Konzerte im Dom und Nussbaum-Haus Stabat mater x 2

Die Stabat Mater von Peter Cornelius im Osnabrücker Dom. Foto: Swaantje HehmannDie Stabat Mater von Peter Cornelius im Osnabrücker Dom. Foto: Swaantje Hehmann

Osnabrück. Fast zeitgleich wurden am Samstag in Osnabrück zwei Stabat mater-Vertonungen gespielt: Von Arvo Pärt im Felix-Nussbaum-Haus, von Peter Cornelius im Dom.

Eigentlich ist dies kein Wandelkonzert, für eine der beiden Stabat mater-Vertonungen musste man sich am Samstag entscheiden. Es sei denn, man ist Rezensent für beides.

Im Nussbaum-Haus gibt es zunächst ein Renaissance-Stück von Francisco Guerrero, dann ein Solo der Cellistin Martha Bijlsma von Peteris Vasks, bei dem sie zweistimmig spielt und dazu noch auf Vokalise singt, schließlich einen Film der Lyrikerin Nora Gomringer, der sich mit der Auferstehung beschäftigt, allerdings inhaltlich so offen, dass sich jeder seinen eigenen Reim darauf machen kann und soll.

Überdrehter Klang

Dann also Arvo Pärt. Den Text des Stabat mater hat das Publikum weder auf Latein noch in deutscher Übersetzung, doch um so meditativer wirkt die Musik. Das ganz besonders bei den drei Streichern des Hannoveraner Flex-Ensembles, die in den getragenen und sparsam gesetzten Klängen ungemein stimmungsvoll agieren. Die drei Sänger von der Staatsoper Hannover allerdings singen überraschend laut und massiv, oft auch mit viel Vibrato, von der zu erwartenden Schlichtheit ist das weit entfernt. Man kann das so und so empfinden, nämlich entweder als besonders expressiv, schließlich geht es im Stabat mater um die Qual Marias, die ihren Sohn am Kreuz sterben sieht. Oder aber, auf gut deutsch, als ziemliche Brüllerei, zumal in dieser Saalakustik. Differenzieren kann man auch: Tenor Uwe Gottswinter und Altistin Marlene Gaßner bleiben noch im Rahmen, Sopranistin Ania Vegry schießt über das Ziel hinaus.

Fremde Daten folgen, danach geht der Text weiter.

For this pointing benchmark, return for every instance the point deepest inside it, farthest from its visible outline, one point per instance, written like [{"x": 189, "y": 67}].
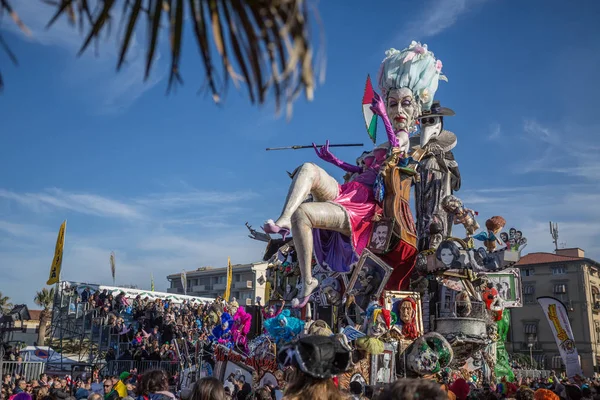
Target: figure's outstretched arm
[
  {"x": 378, "y": 108},
  {"x": 324, "y": 154}
]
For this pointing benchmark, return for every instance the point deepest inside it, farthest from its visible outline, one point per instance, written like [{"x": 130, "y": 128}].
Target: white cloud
[
  {"x": 79, "y": 202},
  {"x": 91, "y": 75},
  {"x": 495, "y": 132},
  {"x": 566, "y": 149},
  {"x": 439, "y": 15},
  {"x": 530, "y": 209}
]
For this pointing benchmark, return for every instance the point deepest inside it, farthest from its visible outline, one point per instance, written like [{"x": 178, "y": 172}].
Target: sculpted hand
[
  {"x": 377, "y": 105},
  {"x": 324, "y": 154}
]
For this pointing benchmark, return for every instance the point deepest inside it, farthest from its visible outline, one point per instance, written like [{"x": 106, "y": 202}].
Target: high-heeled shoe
[
  {"x": 270, "y": 227},
  {"x": 300, "y": 302}
]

Alternative Passion: "imPULS II. Easter Transformations" mit Arvo Pärt. Akustisch war der Gesang drüber für das Felix-Nussbaum-Haus . Foto: Swaantje Hehmann


Pärts Stabat mater endet schließlich ganz friedvoll in den Streichern, nun also schnell den Drahtesel losgebunden und hinüber zum Dom, denn dort hat das Konzert schon vor einer halben Stunde begonnen. Über den Kreuzgang und durch die Seitentür hineingeschlichen, so war es vorher abgesprochen. Der einleitende Haydn ist natürlich schon vorüber, ebenso die ersten Sätze der Komposition von Peter Cornelius, aber eine halbe Stunde bleibt noch. Just singen und spielen die Chöre am Dom und das Kourion-Orchester Münster „vidit Jesum in tormentis“, das Ende des vierten von zehn Sätzen.

Kontrastprogramm im Dom

Als nächste ist die Sopranistin an der Reihe. Sieh an, wie wunderbar zart das klingen kann, ein enormer Kontrast zum gerade Gehörten. Anna-Sophie Brosig dreht dann aber schnell auch mächtig auf – der Dom allerdings verträgt das. Dann der Chor a-cappella: sicher und mit Ausdruck, ruhig geführt von Chordirektor Clemens Breitschaft. Das Solistenquartett (Anna-Sophie Brosig, Katarina Morfa, Oliver Kringel, Daniel Pohnert) ist leider nur noch einmal dran, harmoniert dabei aber gut miteinander, und schließlich beenden die Musiker ihren Cornelius effektvoll, mit kraftvollem Chor- und Orchesterglanz.